Mi abuela se mudó a uno de los cuartos de abajo, al fondo de su patio. Y ahí, en una cajonera de plástico, guardó su muerte. La muerte se quedó en ese cajón un buen tiempo, jugando con los aretes y los cristos de madera, pasando entre las cerdas de los cepillos y los cabellos plateados, y acurrucada en la cajita de los hilos y botones. 

Esa muerte siempre me cayó mal. Era mustia. Por las noches, salía a escondidas entre las rendijas del cajón y le saltaba encima a mi abuela. No la dejaba dormir, le oprimía el pecho hasta que le faltaba el aire, le provocaba dolores de cabeza y dientes. 

Esa muerte siempre me cayó mal, pero mi abuela, con su corazón noble, le tenía mucha paciencia. Cuando le prestaba sus sueños, la muerte los convertía en aflicciones. Cuando mi abuela apenas y tenía un hilo de energía, la muerte se la gastaba toda. Y cuando le confesaba sus miedos más profundos, su muerte la aterrorizaba ¿Por qué le tocó una muerte tan poco empática? ¿Por qué tuvo que soportar una muerte tan testaruda?

Mi abuela guardó su muerte por unos años, luego, el mundo se enfermó y nos encerramos todos durante meses. Dejamos de vernos. Dejé de verla a ella y a sus ojos llenos de bondad, a sus labios pronunciando palabras dulces que siempre les dicen las abuelas a sus nietas, dejé de escuchar sus pasos despacitos con sus zapatos desgastados, perdí el olor de su mandil que impregnaba todos los sabores que nutren el alma. Dejé de verla a ella porque su muerte la había hecho vulnerable. Hasta que un día, el mundo de mi abuela ya no era más su mundo. El nuevo mundo estaba lleno de cosas que mi abuela no entendía. Mi abuela habló con su muerte y la muerte la escuchó por primera vez, y mi abuela dejó de existir. 

El día que murió mi abuela llegué a su casa y corrí a ese cuarto del primer piso, el que no era el cuarto de los velos del Santuario, ni de los fondos satinados, ni del alcohol con hierbas; y vi el cajón de plástico abierto y busqué a su muerte. La hallé fuera de la habitación, en las manos temblorosas de mi abuelo, en los pasos angustiados de mi padre, en las gargantas de mis tías, secas por el llanto, y en los lamentos que me brotaron a borbotones en forma de una luz crecida que se esparció por todo el patio y que rodeaba la caja fúnebre donde estaba el cuerpo sin vida de mi abuela.

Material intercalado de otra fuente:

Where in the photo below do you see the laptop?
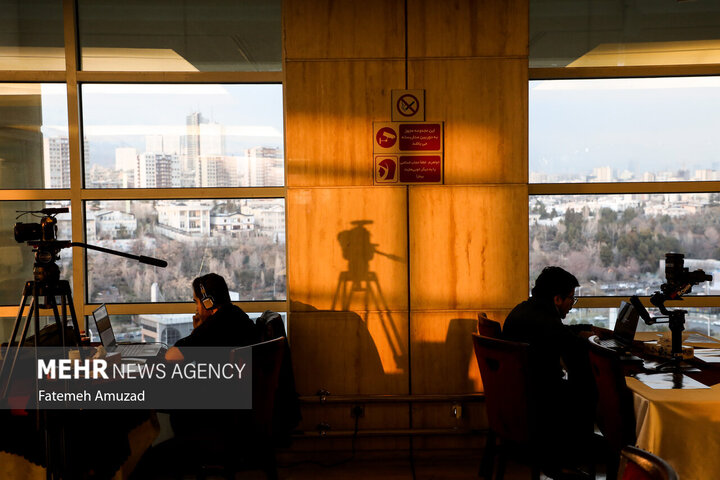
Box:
[598,301,640,351]
[93,303,163,358]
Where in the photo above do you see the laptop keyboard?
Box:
[120,344,158,357]
[598,338,627,350]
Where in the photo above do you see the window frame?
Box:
[526,64,720,308]
[0,0,289,322]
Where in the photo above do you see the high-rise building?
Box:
[43,137,90,188]
[43,137,70,188]
[195,155,238,187]
[244,147,284,187]
[135,153,180,188]
[115,147,137,172]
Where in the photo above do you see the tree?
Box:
[600,245,613,267]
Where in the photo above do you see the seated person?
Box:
[165,273,258,362]
[131,273,258,479]
[502,266,597,474]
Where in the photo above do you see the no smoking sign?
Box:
[390,90,425,122]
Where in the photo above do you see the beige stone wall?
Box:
[283,0,528,447]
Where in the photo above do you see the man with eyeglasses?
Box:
[502,266,597,478]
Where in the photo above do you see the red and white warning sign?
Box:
[373,124,398,150]
[373,122,444,185]
[375,155,398,183]
[390,90,425,122]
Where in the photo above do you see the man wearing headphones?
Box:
[165,273,257,362]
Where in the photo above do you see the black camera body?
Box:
[660,253,712,300]
[15,216,57,243]
[14,208,70,283]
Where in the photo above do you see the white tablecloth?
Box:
[627,377,720,480]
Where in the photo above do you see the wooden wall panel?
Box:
[408,0,528,58]
[410,311,482,394]
[285,61,405,187]
[289,305,408,395]
[408,59,528,185]
[287,187,408,312]
[408,185,528,310]
[283,0,405,60]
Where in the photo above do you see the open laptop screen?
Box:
[613,302,639,343]
[93,304,115,347]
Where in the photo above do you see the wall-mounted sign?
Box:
[390,90,425,122]
[373,122,443,185]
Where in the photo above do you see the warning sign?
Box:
[399,122,442,152]
[375,155,398,183]
[375,126,397,149]
[400,155,442,183]
[390,90,425,122]
[373,122,443,185]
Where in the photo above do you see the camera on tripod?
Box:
[660,253,712,300]
[15,207,70,243]
[14,207,70,282]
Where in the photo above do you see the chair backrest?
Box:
[473,334,534,444]
[230,337,286,437]
[618,445,679,480]
[255,310,302,447]
[589,336,635,452]
[477,312,502,338]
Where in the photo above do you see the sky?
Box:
[42,84,283,166]
[528,77,720,174]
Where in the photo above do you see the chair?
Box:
[473,334,540,480]
[589,336,636,480]
[177,337,286,480]
[477,312,502,338]
[618,445,679,480]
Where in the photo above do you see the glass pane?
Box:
[85,199,286,303]
[82,84,284,188]
[0,0,65,70]
[563,308,720,338]
[0,316,70,343]
[529,193,720,296]
[0,83,70,189]
[78,0,282,72]
[530,0,720,67]
[85,312,287,346]
[529,77,720,183]
[0,201,72,305]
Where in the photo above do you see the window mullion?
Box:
[63,0,86,329]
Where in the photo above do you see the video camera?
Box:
[14,207,71,283]
[15,207,70,243]
[650,253,712,315]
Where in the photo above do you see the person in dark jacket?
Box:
[165,273,258,362]
[502,266,597,476]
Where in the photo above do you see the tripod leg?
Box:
[0,285,28,379]
[0,298,40,400]
[62,280,82,346]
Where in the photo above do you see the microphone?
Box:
[138,255,167,268]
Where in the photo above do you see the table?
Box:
[627,377,720,480]
[0,410,159,480]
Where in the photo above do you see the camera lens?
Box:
[15,222,42,243]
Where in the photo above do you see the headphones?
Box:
[198,282,215,310]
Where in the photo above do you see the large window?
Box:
[528,0,720,336]
[0,0,287,343]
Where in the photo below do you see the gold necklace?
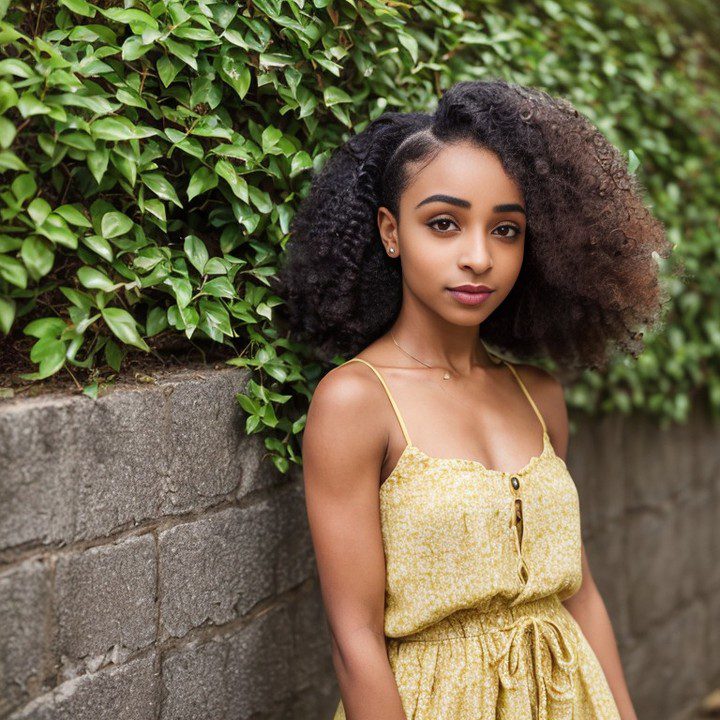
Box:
[390,330,451,380]
[390,330,502,380]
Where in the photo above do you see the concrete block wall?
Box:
[568,408,720,720]
[0,368,336,720]
[0,369,720,720]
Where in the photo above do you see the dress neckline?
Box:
[380,430,567,493]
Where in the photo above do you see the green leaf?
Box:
[10,173,37,205]
[82,235,115,263]
[101,307,150,352]
[323,85,352,107]
[0,295,17,335]
[0,255,27,290]
[60,0,96,17]
[55,205,92,227]
[0,117,17,150]
[77,265,117,292]
[101,211,133,239]
[98,7,159,34]
[23,317,67,338]
[163,38,197,70]
[215,160,249,202]
[20,235,55,280]
[165,275,192,310]
[187,165,218,200]
[86,148,110,185]
[28,198,52,225]
[141,173,182,207]
[183,235,209,275]
[157,55,182,87]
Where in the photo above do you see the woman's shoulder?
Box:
[308,356,384,425]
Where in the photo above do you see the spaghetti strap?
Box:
[343,358,412,445]
[503,360,547,433]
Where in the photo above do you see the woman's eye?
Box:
[427,218,455,232]
[497,225,520,237]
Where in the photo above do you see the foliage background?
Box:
[0,0,720,471]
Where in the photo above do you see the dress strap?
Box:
[343,358,412,445]
[503,360,547,433]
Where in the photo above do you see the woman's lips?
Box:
[448,288,492,305]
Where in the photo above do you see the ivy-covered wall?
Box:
[0,0,720,471]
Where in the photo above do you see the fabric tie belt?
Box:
[486,616,578,720]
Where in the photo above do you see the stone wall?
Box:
[0,369,720,720]
[0,369,336,720]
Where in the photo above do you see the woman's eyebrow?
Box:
[415,194,525,215]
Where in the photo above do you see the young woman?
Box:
[280,80,671,720]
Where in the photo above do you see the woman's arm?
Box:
[563,543,637,720]
[302,363,406,720]
[528,367,637,720]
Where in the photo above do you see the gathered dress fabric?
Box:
[333,358,620,720]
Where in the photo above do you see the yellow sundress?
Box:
[333,358,620,720]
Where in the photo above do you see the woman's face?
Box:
[378,142,525,326]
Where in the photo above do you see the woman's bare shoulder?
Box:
[302,362,387,476]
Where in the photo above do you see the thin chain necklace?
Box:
[390,330,501,380]
[390,330,451,380]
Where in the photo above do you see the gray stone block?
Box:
[0,560,52,717]
[626,505,676,635]
[0,369,255,549]
[55,535,157,669]
[0,398,76,549]
[161,592,336,720]
[159,484,315,637]
[161,369,253,514]
[8,655,159,720]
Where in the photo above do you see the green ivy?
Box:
[0,0,720,472]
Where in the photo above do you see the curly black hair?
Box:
[274,79,672,369]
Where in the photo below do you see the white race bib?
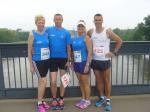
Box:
[74,51,82,62]
[61,73,71,88]
[41,48,50,60]
[93,46,104,56]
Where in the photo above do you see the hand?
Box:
[65,61,71,68]
[84,65,90,73]
[30,66,35,74]
[105,52,114,58]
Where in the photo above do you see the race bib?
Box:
[94,46,104,56]
[41,48,50,60]
[74,51,82,62]
[61,73,71,88]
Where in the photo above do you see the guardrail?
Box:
[0,42,150,98]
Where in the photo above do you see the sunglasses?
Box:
[78,25,84,27]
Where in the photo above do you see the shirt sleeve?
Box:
[66,31,71,45]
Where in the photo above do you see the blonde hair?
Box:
[35,15,45,24]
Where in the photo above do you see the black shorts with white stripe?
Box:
[32,59,49,77]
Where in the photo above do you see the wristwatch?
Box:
[113,52,117,56]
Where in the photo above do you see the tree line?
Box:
[0,15,150,43]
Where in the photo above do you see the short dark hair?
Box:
[94,13,102,18]
[54,13,63,18]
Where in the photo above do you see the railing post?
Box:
[0,48,5,99]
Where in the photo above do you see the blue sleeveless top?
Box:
[72,34,87,62]
[32,31,50,61]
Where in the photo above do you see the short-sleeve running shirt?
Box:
[46,26,71,58]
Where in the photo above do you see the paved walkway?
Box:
[0,94,150,112]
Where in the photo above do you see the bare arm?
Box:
[85,35,92,65]
[107,29,122,53]
[28,33,34,72]
[67,45,71,62]
[87,29,93,38]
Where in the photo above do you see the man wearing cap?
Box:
[71,20,92,109]
[88,14,122,111]
[47,14,71,109]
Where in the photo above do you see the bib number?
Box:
[41,48,50,60]
[74,51,82,62]
[94,46,104,56]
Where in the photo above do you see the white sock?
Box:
[101,96,105,99]
[38,101,42,105]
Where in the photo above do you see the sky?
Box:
[0,0,150,31]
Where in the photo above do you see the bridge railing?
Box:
[0,42,150,98]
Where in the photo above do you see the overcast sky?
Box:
[0,0,150,30]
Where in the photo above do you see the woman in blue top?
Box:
[28,15,50,112]
[72,20,92,109]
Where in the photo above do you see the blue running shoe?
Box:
[95,98,105,107]
[104,103,112,111]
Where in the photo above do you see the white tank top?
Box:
[91,28,110,61]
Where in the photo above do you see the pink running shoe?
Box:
[75,99,85,108]
[42,101,50,110]
[79,100,91,109]
[37,104,46,112]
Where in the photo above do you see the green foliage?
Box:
[0,28,28,43]
[113,28,135,41]
[113,15,150,41]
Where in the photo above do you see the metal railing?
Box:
[0,42,150,98]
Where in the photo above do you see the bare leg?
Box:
[102,68,111,98]
[60,69,66,97]
[50,72,57,98]
[94,70,104,96]
[81,74,91,100]
[76,72,86,99]
[38,77,47,101]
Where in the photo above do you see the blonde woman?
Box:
[72,20,92,109]
[28,15,50,112]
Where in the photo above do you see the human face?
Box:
[54,15,63,28]
[94,16,103,27]
[77,24,85,36]
[36,19,45,32]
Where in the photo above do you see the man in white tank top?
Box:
[88,14,122,111]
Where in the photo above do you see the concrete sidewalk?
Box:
[0,94,150,112]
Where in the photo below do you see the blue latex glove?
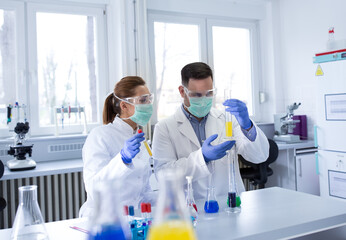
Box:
[120,133,144,164]
[202,134,235,162]
[223,99,252,129]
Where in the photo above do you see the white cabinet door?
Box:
[296,153,320,196]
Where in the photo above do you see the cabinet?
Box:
[265,141,319,195]
[295,149,320,196]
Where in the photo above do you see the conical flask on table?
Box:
[88,180,131,240]
[11,185,49,240]
[148,169,196,240]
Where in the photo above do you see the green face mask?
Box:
[130,104,153,126]
[187,97,213,118]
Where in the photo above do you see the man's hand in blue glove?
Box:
[120,133,144,164]
[202,134,235,162]
[223,99,252,130]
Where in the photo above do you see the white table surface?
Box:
[0,159,83,181]
[0,187,346,240]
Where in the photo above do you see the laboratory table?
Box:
[0,187,346,240]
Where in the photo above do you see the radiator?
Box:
[0,172,86,229]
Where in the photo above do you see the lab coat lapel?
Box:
[175,107,201,148]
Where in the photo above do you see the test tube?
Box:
[224,89,233,139]
[138,129,153,157]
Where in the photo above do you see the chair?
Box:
[238,139,279,188]
[0,160,6,211]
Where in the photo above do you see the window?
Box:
[0,1,107,135]
[148,12,259,121]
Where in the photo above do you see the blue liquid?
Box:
[88,225,126,240]
[204,200,219,213]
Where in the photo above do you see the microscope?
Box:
[7,122,36,171]
[274,103,301,143]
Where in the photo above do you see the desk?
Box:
[0,187,346,240]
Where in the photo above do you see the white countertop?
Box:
[0,187,346,240]
[0,159,83,181]
[275,140,315,150]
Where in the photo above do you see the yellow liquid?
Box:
[225,122,233,137]
[144,141,153,157]
[147,221,197,240]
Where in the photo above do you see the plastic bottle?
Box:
[88,181,131,240]
[148,169,196,240]
[11,185,49,240]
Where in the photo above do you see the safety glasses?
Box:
[184,87,216,98]
[123,93,154,104]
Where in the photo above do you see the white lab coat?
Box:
[153,107,269,201]
[79,117,155,217]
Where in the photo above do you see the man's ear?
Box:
[178,86,185,98]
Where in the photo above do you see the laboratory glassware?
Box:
[88,180,130,240]
[186,176,198,227]
[148,169,196,240]
[11,185,49,240]
[224,89,240,213]
[204,161,219,213]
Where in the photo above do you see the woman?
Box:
[79,76,154,217]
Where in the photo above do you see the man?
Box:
[153,62,269,201]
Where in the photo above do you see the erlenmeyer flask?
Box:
[11,185,49,240]
[148,170,196,240]
[88,180,131,240]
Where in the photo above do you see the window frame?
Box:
[27,3,108,135]
[148,11,208,125]
[0,0,27,137]
[148,10,262,124]
[207,19,261,121]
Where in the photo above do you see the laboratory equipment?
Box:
[204,161,219,213]
[6,122,36,171]
[314,49,346,201]
[138,129,153,157]
[274,103,301,143]
[223,89,240,213]
[88,180,131,240]
[11,185,49,240]
[148,169,196,240]
[186,176,198,227]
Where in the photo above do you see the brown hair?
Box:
[103,76,145,124]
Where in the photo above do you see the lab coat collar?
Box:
[174,107,222,147]
[112,116,138,134]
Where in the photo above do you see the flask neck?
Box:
[19,185,37,204]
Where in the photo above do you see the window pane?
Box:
[212,26,253,115]
[0,9,17,128]
[154,22,200,120]
[36,13,98,126]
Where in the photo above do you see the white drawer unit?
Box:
[317,150,346,200]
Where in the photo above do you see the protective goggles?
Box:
[184,87,216,98]
[113,93,154,105]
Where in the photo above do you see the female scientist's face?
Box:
[120,85,150,127]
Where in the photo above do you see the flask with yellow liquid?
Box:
[147,169,197,240]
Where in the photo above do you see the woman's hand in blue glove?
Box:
[223,99,252,129]
[120,133,144,164]
[202,134,235,162]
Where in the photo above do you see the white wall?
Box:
[273,0,346,139]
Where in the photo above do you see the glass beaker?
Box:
[11,185,49,240]
[148,169,196,240]
[186,176,198,227]
[88,180,131,240]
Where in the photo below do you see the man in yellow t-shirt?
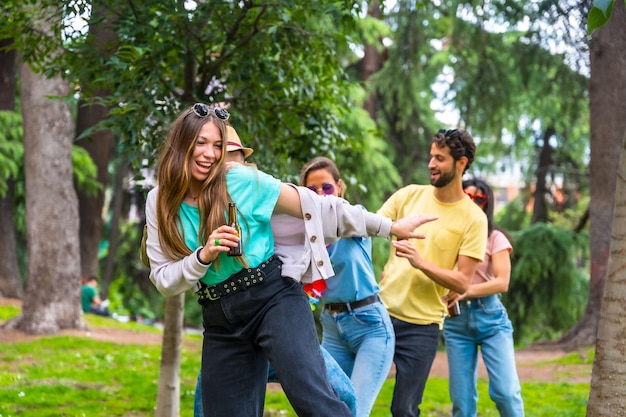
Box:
[378,129,487,417]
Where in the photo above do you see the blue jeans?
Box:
[193,346,356,417]
[320,302,395,417]
[201,261,352,417]
[391,317,439,417]
[443,295,524,417]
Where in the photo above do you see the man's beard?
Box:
[430,170,456,188]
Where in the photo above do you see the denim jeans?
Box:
[391,317,439,417]
[193,346,356,417]
[443,295,524,417]
[320,302,395,417]
[201,262,352,417]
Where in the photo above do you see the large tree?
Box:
[75,1,119,282]
[561,1,626,346]
[7,0,84,334]
[0,34,24,298]
[587,1,626,417]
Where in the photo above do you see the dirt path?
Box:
[0,298,591,383]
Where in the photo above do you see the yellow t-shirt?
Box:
[378,185,487,327]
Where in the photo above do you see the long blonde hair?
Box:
[157,107,229,258]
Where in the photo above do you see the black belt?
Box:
[196,256,280,303]
[324,294,380,313]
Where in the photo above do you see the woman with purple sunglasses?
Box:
[300,157,395,417]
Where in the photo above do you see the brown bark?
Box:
[559,1,626,348]
[10,53,84,334]
[587,131,626,417]
[155,293,185,417]
[531,127,554,224]
[0,39,24,299]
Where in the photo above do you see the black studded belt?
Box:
[196,256,280,304]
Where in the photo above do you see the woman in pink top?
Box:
[443,179,524,417]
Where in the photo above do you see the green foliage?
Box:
[108,222,202,328]
[107,223,164,319]
[0,110,24,197]
[495,196,532,231]
[72,146,102,196]
[503,223,589,346]
[587,0,612,35]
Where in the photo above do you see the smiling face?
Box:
[304,168,342,196]
[190,122,222,183]
[428,143,459,188]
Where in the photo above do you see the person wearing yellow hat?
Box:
[194,125,356,417]
[226,125,254,162]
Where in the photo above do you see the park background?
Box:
[0,0,626,415]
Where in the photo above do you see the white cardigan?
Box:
[146,184,391,297]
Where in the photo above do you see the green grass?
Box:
[0,306,593,417]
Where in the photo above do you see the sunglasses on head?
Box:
[437,129,467,156]
[306,182,335,195]
[193,103,230,120]
[463,191,487,206]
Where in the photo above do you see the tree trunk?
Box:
[102,158,128,292]
[530,127,554,224]
[9,7,84,334]
[156,292,185,417]
[76,1,117,276]
[559,1,626,348]
[587,129,626,417]
[0,35,24,299]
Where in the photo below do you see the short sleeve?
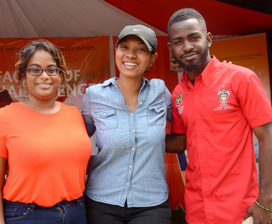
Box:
[238,73,272,128]
[0,108,8,158]
[80,89,96,137]
[171,94,186,134]
[165,86,172,122]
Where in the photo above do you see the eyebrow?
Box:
[120,40,145,45]
[172,32,200,41]
[29,64,57,68]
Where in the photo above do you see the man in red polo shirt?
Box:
[166,9,272,224]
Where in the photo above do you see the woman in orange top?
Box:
[0,41,92,224]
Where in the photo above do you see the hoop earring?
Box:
[60,84,65,94]
[21,80,28,92]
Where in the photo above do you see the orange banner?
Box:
[210,34,271,182]
[210,33,271,101]
[0,37,109,108]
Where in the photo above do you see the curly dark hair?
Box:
[167,8,206,40]
[15,40,67,86]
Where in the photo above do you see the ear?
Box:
[148,53,158,67]
[206,32,212,47]
[167,42,172,54]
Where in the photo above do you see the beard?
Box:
[171,42,209,72]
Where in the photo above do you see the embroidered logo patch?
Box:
[176,93,183,106]
[214,85,233,110]
[218,85,230,103]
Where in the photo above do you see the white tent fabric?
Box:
[0,0,166,38]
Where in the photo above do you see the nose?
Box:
[183,40,194,52]
[40,71,49,79]
[126,49,136,59]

Su muerte me acompañó desde entonces. Me oprime el pecho, tal como lo hizo con mi abuela. Su muerte ha turbado mis sueños más hermosos, su muerte ha silenciado mis palabras de desahogo. 

Un día encontraré mi propia muerte, un día la sumergiré en un cajón de plástico y la liberaré cuando este mundo ya no sea el mío, y alguien arrojará lamentos como borbotones de luz que llegarán hasta mi cuerpo sin vida.




Vanessa Arvizu

(Ciudad de México, 1985) Socióloga, comunicóloga, feminista y madre. Egresada de la licenciatura en Comunicación por la Universidad Nacional Autónoma de México. Maestra en Sociología con especialidad en Sociología de la Educación Superior por la Universidad Autónoma Metropolitana, institución en la que actualmente cursa el doctorado en Sociología. Ganadora del premio de la Asociación Nacional de Universidades e Instituciones de Educación Superior (ANUIES) por la mejor tesis de maestría en 2016. Obtuvo mención honorífica en la categoría ensayo del Premio Dolores Castro 2019.